Regulation of Inflammatory and Metabolic Microenvironment With a D‐Mannose Functionalized Hydrogel for Improved Osteochondral Regeneration

ABSTRACT Endogenous regenerative strategy for osteochondral defect (OCD) repair remains challenging, largely due to the need to regulate the local inflammatory and metabolic microenvironment while preserving the stemness of bone marrow mesenchymal stem cells (BMSCs). Here, D‐mannose we identify as a potent immunometabolic modulator that enhances BMSC‐mediated osteochondral repair. Through in vitro experiments, we determined the optimal concentration of D‐mannose and evaluated its ability to preserve the osteogenic and chondrogenic differentiation potential of BMSCs under inflammatory microenvironment. Transcriptomic analysis demonstrated that D‐mannose contributed to the amelioration of inflammation by downregulating the NLRP3 inflammasome pathway.
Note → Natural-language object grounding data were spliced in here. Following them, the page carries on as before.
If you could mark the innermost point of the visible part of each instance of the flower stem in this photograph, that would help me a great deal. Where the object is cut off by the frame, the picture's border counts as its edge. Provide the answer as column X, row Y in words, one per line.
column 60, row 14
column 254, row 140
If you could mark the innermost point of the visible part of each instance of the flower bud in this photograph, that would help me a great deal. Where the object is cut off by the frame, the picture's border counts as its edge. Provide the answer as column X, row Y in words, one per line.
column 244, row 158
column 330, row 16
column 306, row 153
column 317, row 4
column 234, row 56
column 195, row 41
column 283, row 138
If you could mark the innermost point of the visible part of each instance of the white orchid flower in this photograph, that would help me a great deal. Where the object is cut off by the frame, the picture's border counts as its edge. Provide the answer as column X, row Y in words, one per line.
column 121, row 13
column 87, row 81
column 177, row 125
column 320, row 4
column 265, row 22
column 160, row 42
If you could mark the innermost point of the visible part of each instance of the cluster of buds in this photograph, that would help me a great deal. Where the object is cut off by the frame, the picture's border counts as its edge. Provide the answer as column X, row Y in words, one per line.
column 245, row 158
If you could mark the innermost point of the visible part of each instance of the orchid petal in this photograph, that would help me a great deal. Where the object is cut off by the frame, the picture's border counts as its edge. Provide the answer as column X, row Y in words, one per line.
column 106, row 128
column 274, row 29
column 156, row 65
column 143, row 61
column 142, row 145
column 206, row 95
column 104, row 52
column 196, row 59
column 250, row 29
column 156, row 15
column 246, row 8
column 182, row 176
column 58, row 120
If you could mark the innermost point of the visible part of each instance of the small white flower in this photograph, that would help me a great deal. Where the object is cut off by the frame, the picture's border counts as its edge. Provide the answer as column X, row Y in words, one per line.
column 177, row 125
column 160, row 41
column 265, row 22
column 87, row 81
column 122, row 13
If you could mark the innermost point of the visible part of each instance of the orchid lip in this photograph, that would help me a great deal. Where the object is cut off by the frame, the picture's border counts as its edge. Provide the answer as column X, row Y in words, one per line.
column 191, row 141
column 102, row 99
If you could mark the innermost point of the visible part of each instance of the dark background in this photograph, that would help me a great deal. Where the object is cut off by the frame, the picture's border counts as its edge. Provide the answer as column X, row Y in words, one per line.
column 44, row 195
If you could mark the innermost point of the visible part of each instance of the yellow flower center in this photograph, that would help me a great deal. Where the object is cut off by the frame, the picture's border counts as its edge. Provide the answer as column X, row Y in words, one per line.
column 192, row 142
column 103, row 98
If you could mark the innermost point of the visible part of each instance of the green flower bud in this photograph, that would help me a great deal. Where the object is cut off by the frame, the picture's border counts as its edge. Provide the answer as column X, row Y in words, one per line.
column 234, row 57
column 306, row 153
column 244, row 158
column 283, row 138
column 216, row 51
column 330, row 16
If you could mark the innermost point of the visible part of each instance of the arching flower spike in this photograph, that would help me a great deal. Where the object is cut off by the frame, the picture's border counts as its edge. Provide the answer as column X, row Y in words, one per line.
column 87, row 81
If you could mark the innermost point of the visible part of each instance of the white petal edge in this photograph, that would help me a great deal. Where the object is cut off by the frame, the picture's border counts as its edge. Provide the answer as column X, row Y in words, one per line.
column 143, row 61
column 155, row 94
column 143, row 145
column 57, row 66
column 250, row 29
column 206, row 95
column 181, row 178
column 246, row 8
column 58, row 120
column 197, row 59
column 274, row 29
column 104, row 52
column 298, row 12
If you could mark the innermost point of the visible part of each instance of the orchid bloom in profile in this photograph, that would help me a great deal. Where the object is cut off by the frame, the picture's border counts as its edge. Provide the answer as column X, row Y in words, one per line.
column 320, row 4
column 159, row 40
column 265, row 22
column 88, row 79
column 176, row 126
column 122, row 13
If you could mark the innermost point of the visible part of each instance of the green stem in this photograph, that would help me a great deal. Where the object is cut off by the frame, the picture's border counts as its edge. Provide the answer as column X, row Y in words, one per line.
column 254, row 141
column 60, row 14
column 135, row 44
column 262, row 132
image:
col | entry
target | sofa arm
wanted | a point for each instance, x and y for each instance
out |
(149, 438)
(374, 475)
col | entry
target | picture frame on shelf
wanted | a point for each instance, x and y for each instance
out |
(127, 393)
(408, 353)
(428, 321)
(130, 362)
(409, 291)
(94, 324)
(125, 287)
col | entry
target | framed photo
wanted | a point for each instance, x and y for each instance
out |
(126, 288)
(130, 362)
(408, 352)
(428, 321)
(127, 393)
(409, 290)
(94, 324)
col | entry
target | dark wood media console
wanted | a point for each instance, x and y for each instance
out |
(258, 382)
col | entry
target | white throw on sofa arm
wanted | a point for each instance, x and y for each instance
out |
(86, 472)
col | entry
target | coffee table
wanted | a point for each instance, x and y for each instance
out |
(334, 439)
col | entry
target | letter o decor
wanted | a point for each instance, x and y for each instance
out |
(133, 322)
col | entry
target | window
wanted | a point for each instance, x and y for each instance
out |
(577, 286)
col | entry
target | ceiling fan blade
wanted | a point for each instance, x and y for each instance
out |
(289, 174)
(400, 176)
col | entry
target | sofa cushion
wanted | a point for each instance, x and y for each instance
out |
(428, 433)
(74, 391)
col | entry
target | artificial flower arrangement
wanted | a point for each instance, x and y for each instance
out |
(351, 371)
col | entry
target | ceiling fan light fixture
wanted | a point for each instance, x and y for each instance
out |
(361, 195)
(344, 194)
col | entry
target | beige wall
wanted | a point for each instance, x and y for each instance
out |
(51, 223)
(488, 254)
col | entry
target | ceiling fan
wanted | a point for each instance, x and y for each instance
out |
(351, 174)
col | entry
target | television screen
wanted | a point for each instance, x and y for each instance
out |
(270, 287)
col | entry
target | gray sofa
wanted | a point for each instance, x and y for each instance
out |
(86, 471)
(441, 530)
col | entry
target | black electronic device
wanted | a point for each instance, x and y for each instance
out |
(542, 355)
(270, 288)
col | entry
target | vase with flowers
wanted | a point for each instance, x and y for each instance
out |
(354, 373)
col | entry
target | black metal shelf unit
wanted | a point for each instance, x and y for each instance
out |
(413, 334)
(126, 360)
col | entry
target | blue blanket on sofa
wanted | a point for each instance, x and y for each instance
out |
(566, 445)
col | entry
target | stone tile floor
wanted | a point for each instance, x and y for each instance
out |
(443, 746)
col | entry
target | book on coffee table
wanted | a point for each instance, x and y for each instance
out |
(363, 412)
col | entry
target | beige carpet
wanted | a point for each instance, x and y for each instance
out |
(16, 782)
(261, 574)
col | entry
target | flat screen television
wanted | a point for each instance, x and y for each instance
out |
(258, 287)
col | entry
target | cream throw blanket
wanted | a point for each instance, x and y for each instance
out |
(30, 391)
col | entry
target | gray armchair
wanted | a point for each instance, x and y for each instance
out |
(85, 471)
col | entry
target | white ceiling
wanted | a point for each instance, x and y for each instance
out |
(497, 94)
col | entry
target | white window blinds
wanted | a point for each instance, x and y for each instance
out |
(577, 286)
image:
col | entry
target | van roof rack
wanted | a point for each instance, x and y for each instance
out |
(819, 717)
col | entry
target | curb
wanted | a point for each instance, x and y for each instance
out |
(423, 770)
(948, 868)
The metabolomic analysis further revealed that D‐mannose treatment alleviated inflammation‐induced dysregulation of the tricarboxylic acid cycle and facilitated the maintenance of glycolytic metabolic state in BMSCs. Furthermore, we fabricated a multifunctional GelMA‐based hydrogel incorporating D‐mannose (DM@GelMA). Macroscopic observation, micro‐CT analysis and histological evaluation confirmed that DM@GelMA hydrogel effectively promoted osteochondral tissue remodeling and integration in the OCD model of rats. These findings suggested that the multifunctional D‐mannose‐loaded composite hydrogel is a promising biomaterial for enhanced osteochondral regeneration.